Mattes kritisiert zudem, dass die gleichen Ziele für Pkw und leichte Nutzfahrzeuge aufgestellt werden: Die Vorgaben seien „völlig außer Reichweite“, da die Entwicklungs- und Produktzyklen bei Nutzfahrzeugen mit zehn Jahren deutlich länger seien. Ursprünglich hatte der Umweltausschuss des Parlaments den Spritverbrauch bis 2030 sogar um 45 Prozent senken wollen. Die Kommission hat eine Folgenabschätzung vorgenommen und ist zu dem Schluss gekommen, dass bei diesem Szenario 60 000 Jobs verloren gehen würden. Im Parlament hatten vor allem Sozialdemokraten und Liberale für die jetzige Verhandlungslinie gestimmt. Grüne wollten noch strengere Vorgaben machen, Christdemokraten setzten sich für die Marke von 35 Prozent im Jahr 2030 ein.

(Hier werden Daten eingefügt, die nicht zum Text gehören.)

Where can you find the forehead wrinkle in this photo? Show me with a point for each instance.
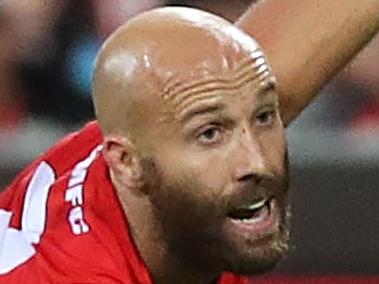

Der CDU-Abgeordnete Jens Gieseke aus dem Emsland hat vergeblich versucht, die 40-Prozent-Forderung zu verhindern. Die Marke wäre ein „Jobkiller“, wenn die beiden Co-Gesetzgeber, Parlament und Rat, sie verbindlich machen würden, warnt der Abgeordnete. Es sei nun nötig, die „Ideologie“ zu beenden. „Jetzt kommt es darauf an, dass wir in den Verhandlungen mit den Mitgliedstaaten eine realistische Lösung finden, die Klimaschutz und Arbeitsplätze in Einklang bringt“, sagte Gieseke. Der Verkehrsexperte der SPD im Europaparlament, Ismail Ertug, sagt: „Die großen deutschen Automobilhersteller schätzen alle, dass in wenigen Jahren ein Viertel ihrer Flotte elektrifiziert sein wird – die heute verabschiedeten Ziele sind also mehr als machbar.“ Die Umweltexpertin der Grünen, Rebecca Harms, gibt sich ernüchtert: Das Parlament zeige sich nur „verhalten ehrgeizig“. Im Hinblick auf die nun anstehenden Verhandlungen zwischen Parlament und Mitgliedstaaten warnt Harms die Bundeskanzlerin: „Angela Merkel darf sich nicht immer wieder von den Autounternehmen treiben lassen.“ Saubere Autos und Elektromobilität würden die Zukunftsmärkte bestimmen.